Esa pulseada hizo que postularan al escribano Hugo Ondarcuhu como intendente. “Me pidió-dice Milo-Hugo que lo acompañara como Secretario de Gobierno”.

Ese gabinete lo integró mayormente un grupo de hombres muy dedicados a la ciudad. Fue la época donde comenzaron las grandes obras de desagüe. Además se inició la mega obra de la avenida Savio que hasta esa fecha se inundaba con mucha facilidad.

Se fundaron una gran cantidad de escuelas. Cuando entregaron el mandato volvieron a sus rutinas con la certeza que habían tratado de hacer lo mejor para la ciudad en tiempos que no eran fáciles para el país.

La actualidad

Se da cuenta que ya no están en la Justicia los hombres que eran verdaderos estudiosos del derecho. Reconoce  en la política que el “macrismo” fue el mar menor ..”porque el kirchnerismo estaba agotado y llevo al país a una situación de crisis total. Podíamos terminar como Venezuela”.

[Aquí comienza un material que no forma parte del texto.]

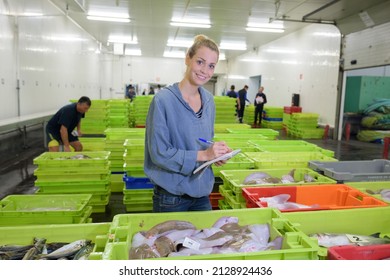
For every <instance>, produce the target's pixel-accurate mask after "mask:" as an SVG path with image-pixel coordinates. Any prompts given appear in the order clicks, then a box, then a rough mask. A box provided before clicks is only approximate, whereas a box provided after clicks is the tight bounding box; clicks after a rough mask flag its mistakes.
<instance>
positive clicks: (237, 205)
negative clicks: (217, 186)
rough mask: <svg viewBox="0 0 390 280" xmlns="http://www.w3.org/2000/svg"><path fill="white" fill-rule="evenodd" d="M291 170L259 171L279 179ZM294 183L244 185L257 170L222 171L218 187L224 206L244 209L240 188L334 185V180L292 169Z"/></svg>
mask: <svg viewBox="0 0 390 280" xmlns="http://www.w3.org/2000/svg"><path fill="white" fill-rule="evenodd" d="M292 169H293V168H275V169H274V168H272V169H261V172H264V173H267V174H269V175H270V176H271V177H273V178H278V179H281V178H282V176H284V175H287V174H289V173H290V172H291V171H292ZM294 169H295V170H294V181H295V182H279V183H269V184H244V180H245V178H246V177H247V176H249V175H251V174H253V173H255V172H259V170H238V169H237V170H222V171H221V178H222V181H223V185H220V186H219V192H220V193H221V194H222V196H223V197H224V201H225V204H227V205H228V206H229V207H230V208H232V209H239V208H246V200H245V198H244V196H243V195H242V188H250V187H261V186H264V187H270V186H279V185H280V186H300V185H322V184H336V180H333V179H330V178H328V177H326V176H324V175H321V174H319V173H318V172H316V171H314V170H312V169H310V168H294ZM305 175H306V176H307V175H309V176H310V177H311V178H312V179H313V181H312V182H305V181H304V178H305Z"/></svg>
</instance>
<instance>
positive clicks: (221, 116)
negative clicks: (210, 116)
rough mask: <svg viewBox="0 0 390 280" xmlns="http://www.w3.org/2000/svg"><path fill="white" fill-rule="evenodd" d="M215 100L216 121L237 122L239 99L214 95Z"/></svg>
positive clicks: (220, 122) (231, 122) (214, 100)
mask: <svg viewBox="0 0 390 280" xmlns="http://www.w3.org/2000/svg"><path fill="white" fill-rule="evenodd" d="M214 102H215V123H223V124H225V123H234V122H236V118H237V117H236V116H235V115H234V114H235V113H236V107H235V104H237V101H236V99H235V98H229V97H226V96H214Z"/></svg>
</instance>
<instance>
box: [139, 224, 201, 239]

A “Milo”, a esta altura de su vida,  se lo suele encontrar durante las tardes en su estudio. A metros de su casa, del club de sus amores y del centro de la ciudad que lo vio transitar. Siempre cerca de sus afectos.

 

 

Saber decir

 

Por Daniel Erne

 

Nadie puede dar más de lo que lo tiene. Es así que en el caso de “Milo” Cartey siempre le ofreció al mundo su bonhomía y su predisposición. Lo conozco desde que era un niño y era el presidente del Club de Regatas. Recuerdo haber sido uno de los tantos  de los que cuidó a Charigüé – uno de sus hijos- que se perdía por los rincones del club. Si algo identifica al entrevistado de hoy es su sonrisa que como proa la ha permitido pasar por los tiempos buenos y malos – somos todos mortales al fin de cuenta-.

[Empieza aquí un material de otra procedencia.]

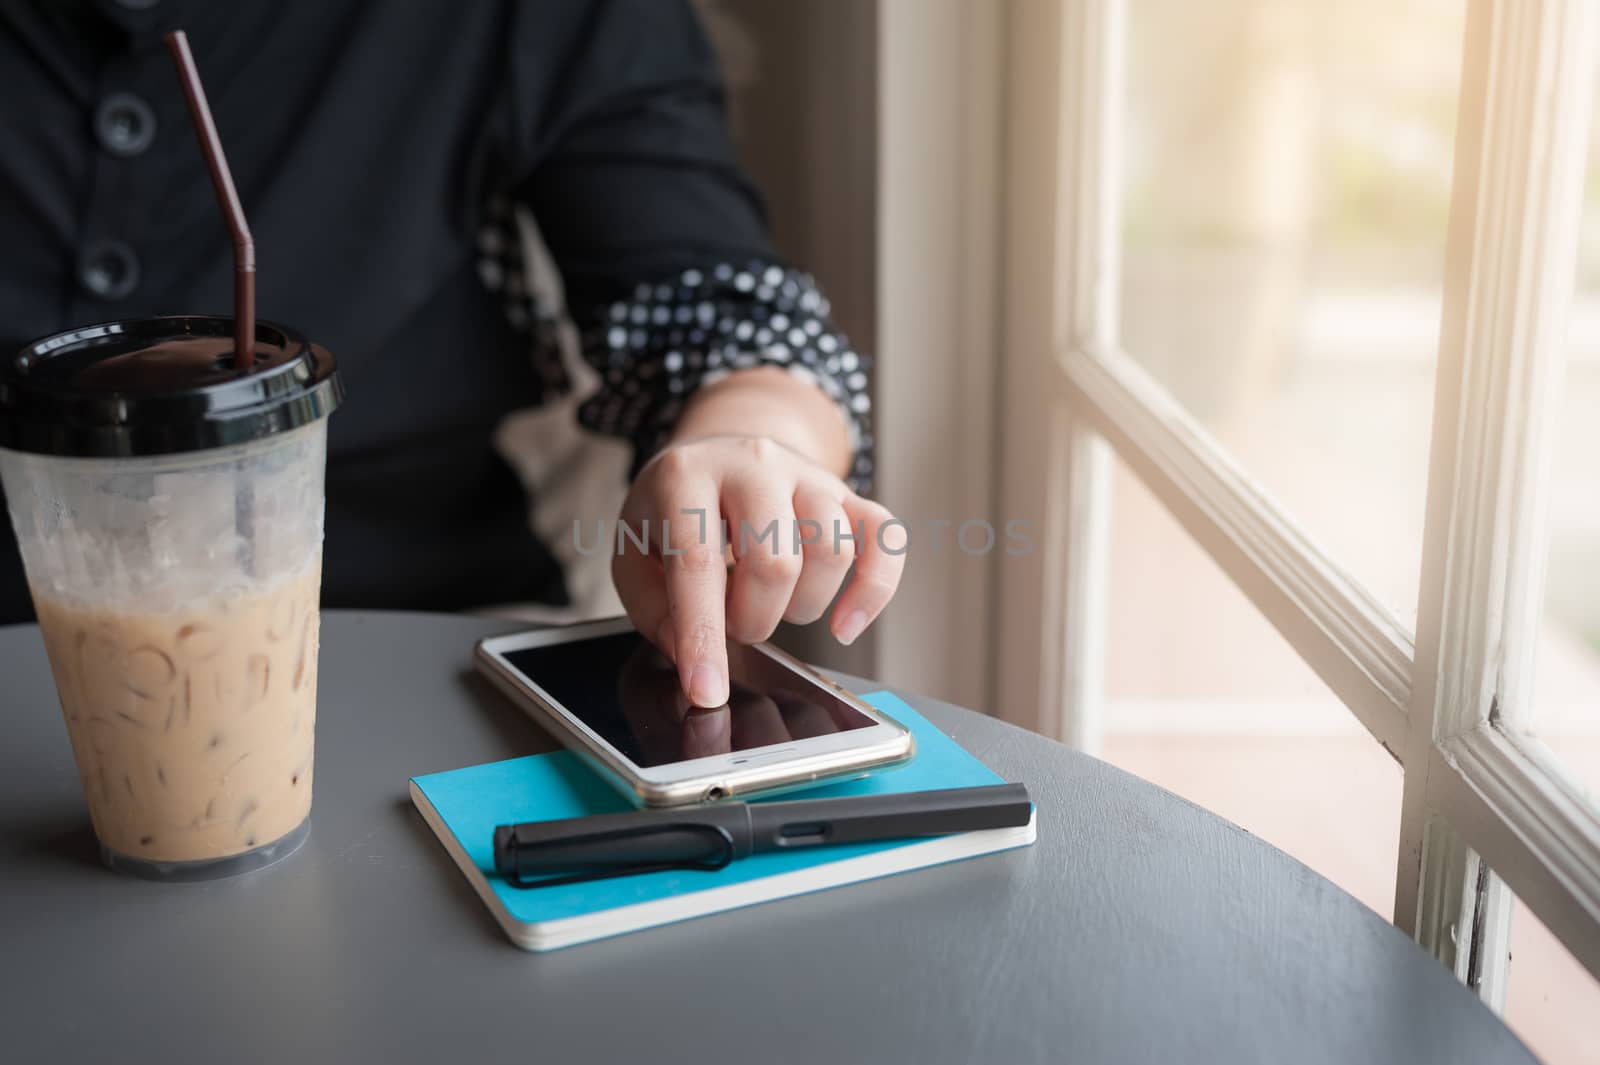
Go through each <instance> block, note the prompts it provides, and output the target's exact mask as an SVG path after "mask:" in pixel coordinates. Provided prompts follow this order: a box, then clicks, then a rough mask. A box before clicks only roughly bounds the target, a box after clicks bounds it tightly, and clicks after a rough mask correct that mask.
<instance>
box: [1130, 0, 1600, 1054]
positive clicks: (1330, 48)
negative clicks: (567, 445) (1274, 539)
mask: <svg viewBox="0 0 1600 1065" xmlns="http://www.w3.org/2000/svg"><path fill="white" fill-rule="evenodd" d="M1464 6H1466V5H1464V2H1462V0H1398V2H1397V0H1386V2H1379V0H1346V2H1342V3H1320V2H1317V0H1293V2H1286V0H1211V2H1210V3H1203V5H1195V3H1187V2H1186V0H1131V5H1130V18H1128V66H1126V128H1125V142H1126V163H1125V185H1123V205H1125V206H1123V209H1125V217H1123V241H1125V243H1123V293H1122V339H1123V347H1125V349H1126V350H1128V353H1130V355H1133V357H1134V358H1136V360H1138V361H1141V363H1142V365H1144V366H1146V368H1147V369H1149V371H1150V373H1152V374H1154V376H1155V377H1157V379H1158V381H1162V382H1163V384H1165V385H1166V387H1168V389H1170V390H1171V392H1173V395H1174V397H1176V398H1178V400H1181V401H1182V403H1184V406H1186V408H1187V409H1189V411H1190V413H1192V414H1194V416H1195V417H1197V419H1198V421H1200V422H1202V424H1203V425H1205V427H1206V429H1208V430H1210V432H1211V433H1213V435H1214V437H1216V438H1218V440H1219V441H1221V443H1222V445H1224V446H1226V448H1227V449H1229V453H1232V454H1234V456H1235V459H1237V461H1238V464H1240V465H1242V467H1243V470H1245V472H1246V473H1248V475H1251V477H1254V478H1256V480H1258V481H1259V483H1261V485H1262V486H1264V488H1266V489H1267V491H1269V493H1270V494H1272V496H1274V497H1277V499H1278V502H1280V504H1282V505H1283V509H1285V510H1286V512H1288V513H1290V517H1291V518H1294V520H1296V521H1298V523H1299V525H1301V526H1302V528H1304V529H1306V531H1307V532H1309V534H1310V536H1312V539H1315V540H1317V542H1318V544H1320V545H1322V547H1323V548H1325V550H1326V552H1328V553H1330V555H1331V556H1333V558H1334V560H1338V561H1341V563H1342V564H1344V566H1346V569H1349V571H1350V572H1352V574H1354V576H1355V577H1357V579H1358V580H1362V582H1363V584H1365V585H1366V587H1368V590H1371V592H1373V593H1374V595H1376V596H1378V598H1379V600H1381V601H1382V603H1384V604H1386V606H1387V608H1389V609H1392V611H1394V612H1395V614H1397V616H1398V617H1400V619H1402V620H1403V622H1405V624H1406V625H1408V627H1411V628H1414V627H1416V617H1418V582H1419V568H1421V555H1422V517H1424V509H1426V489H1427V451H1429V437H1430V414H1432V400H1434V366H1435V363H1437V347H1438V325H1440V301H1442V294H1443V265H1445V230H1446V222H1448V209H1450V181H1451V163H1453V150H1454V142H1453V136H1454V120H1456V102H1458V86H1459V75H1461V70H1459V64H1461V48H1462V22H1464ZM1590 141H1592V146H1594V147H1592V152H1590V160H1592V162H1590V170H1589V184H1587V190H1586V217H1584V232H1582V245H1581V262H1579V277H1578V297H1576V307H1574V313H1573V318H1571V331H1570V365H1568V371H1566V387H1565V390H1563V398H1562V409H1560V413H1558V416H1560V422H1558V425H1557V433H1558V440H1560V446H1558V453H1557V459H1555V469H1554V480H1552V497H1550V523H1552V544H1550V556H1549V577H1547V590H1546V612H1544V619H1542V625H1541V643H1539V654H1538V680H1536V710H1534V724H1533V729H1534V731H1536V732H1538V736H1539V737H1541V739H1542V740H1544V742H1546V744H1549V745H1550V747H1552V748H1554V750H1555V752H1557V753H1558V755H1560V758H1562V760H1563V763H1565V766H1566V768H1568V771H1570V772H1571V776H1573V777H1574V779H1576V780H1578V782H1581V784H1582V785H1584V787H1587V788H1589V792H1590V795H1595V793H1597V792H1600V491H1597V489H1600V417H1597V411H1600V136H1592V138H1590ZM1112 510H1114V517H1112V534H1110V542H1112V547H1110V553H1112V561H1110V566H1112V572H1110V580H1109V604H1110V606H1109V611H1110V619H1109V630H1107V632H1109V636H1107V656H1109V659H1107V668H1106V686H1107V692H1106V694H1107V707H1106V729H1107V736H1106V744H1104V752H1102V753H1104V756H1107V758H1109V760H1110V761H1114V763H1117V764H1120V766H1123V768H1126V769H1130V771H1131V772H1136V774H1138V776H1142V777H1146V779H1150V780H1154V782H1157V784H1162V785H1163V787H1168V788H1171V790H1174V792H1179V793H1182V795H1186V796H1187V798H1192V800H1194V801H1197V803H1200V804H1203V806H1206V808H1210V809H1213V811H1216V812H1221V814H1222V816H1226V817H1229V819H1230V820H1235V822H1237V824H1240V825H1242V827H1245V828H1250V830H1251V832H1256V833H1258V835H1261V836H1264V838H1267V840H1269V841H1272V843H1275V844H1278V846H1280V848H1283V849H1286V851H1290V852H1291V854H1294V856H1296V857H1299V859H1302V860H1306V862H1307V864H1309V865H1312V867H1314V868H1317V870H1318V872H1322V873H1323V875H1326V876H1330V878H1331V880H1334V881H1338V883H1339V884H1342V886H1344V887H1346V889H1349V891H1352V892H1354V894H1355V895H1357V897H1360V899H1363V900H1365V902H1366V903H1368V905H1371V907H1373V908H1374V910H1378V911H1379V913H1384V915H1389V913H1390V911H1392V902H1394V868H1395V848H1397V843H1398V820H1400V790H1402V782H1400V769H1398V766H1397V764H1395V763H1394V761H1392V760H1390V758H1389V755H1387V753H1384V752H1382V748H1381V747H1379V745H1378V744H1376V742H1374V740H1373V739H1371V737H1370V736H1366V732H1365V731H1363V729H1362V728H1360V724H1358V723H1357V721H1355V720H1354V716H1350V713H1349V712H1347V710H1344V708H1342V705H1341V704H1339V702H1338V700H1336V699H1334V697H1333V694H1331V692H1330V691H1328V689H1326V688H1323V684H1322V681H1320V680H1318V678H1317V676H1315V675H1314V673H1312V672H1310V670H1309V668H1307V667H1306V665H1304V664H1302V662H1301V660H1299V657H1298V656H1296V654H1294V652H1293V651H1291V649H1290V646H1288V644H1286V643H1285V641H1283V640H1282V638H1280V636H1278V635H1277V633H1275V632H1274V630H1272V627H1270V625H1267V622H1266V620H1264V619H1262V617H1261V616H1259V614H1258V612H1256V609H1254V608H1253V606H1251V604H1250V603H1248V600H1245V596H1243V595H1242V593H1240V592H1238V590H1237V588H1234V585H1232V584H1230V582H1229V580H1227V579H1226V577H1224V576H1222V574H1221V571H1219V569H1218V568H1216V566H1214V564H1213V563H1211V561H1210V560H1208V558H1206V556H1205V553H1203V552H1202V550H1200V548H1198V547H1195V545H1194V544H1192V542H1189V537H1187V534H1186V532H1184V531H1182V529H1181V528H1179V526H1178V525H1176V523H1174V521H1173V520H1171V518H1170V517H1166V513H1165V512H1163V509H1162V507H1160V505H1158V504H1157V502H1155V501H1154V497H1152V496H1149V494H1147V493H1146V491H1144V488H1142V486H1141V485H1139V483H1138V480H1136V478H1134V477H1133V475H1131V473H1130V472H1128V470H1126V469H1125V467H1120V465H1118V469H1117V473H1115V480H1114V505H1112ZM1506 1012H1507V1020H1509V1023H1510V1025H1512V1027H1514V1028H1517V1030H1518V1033H1520V1035H1522V1036H1523V1038H1525V1039H1526V1041H1528V1043H1530V1046H1533V1049H1534V1051H1536V1052H1538V1054H1541V1057H1544V1059H1546V1060H1549V1062H1552V1063H1570V1062H1600V1039H1597V1038H1594V1030H1592V1027H1589V1025H1587V1023H1586V1022H1582V1020H1581V1019H1586V1017H1594V1015H1595V1012H1600V985H1597V982H1595V980H1594V979H1592V977H1590V975H1589V974H1587V972H1586V971H1584V969H1582V967H1581V966H1579V964H1578V963H1576V961H1574V959H1571V958H1570V956H1568V955H1566V953H1565V950H1563V948H1562V947H1560V945H1558V943H1557V942H1555V940H1554V939H1552V937H1550V935H1549V934H1547V932H1546V931H1544V929H1542V926H1541V924H1538V921H1536V919H1534V918H1533V916H1531V915H1530V913H1528V911H1526V910H1525V908H1522V907H1518V911H1517V915H1515V918H1514V943H1512V966H1510V983H1509V999H1507V1011H1506ZM1586 1028H1587V1031H1586Z"/></svg>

Aprovecho esta reflexión para también con la mejor de mis sonrisas despedirme de esta sección de reportajes. He sido muy feliz escribiendo cada palabra a lo largo de un año y medio. Siempre he tratado de saber decir. Siempre digo lo que pienso y entrevisto a quien lo deseo, sobre todo en este tipo de notas. Gracias a todos los que prestaron sus vidas para contarlas. Muchas gracias.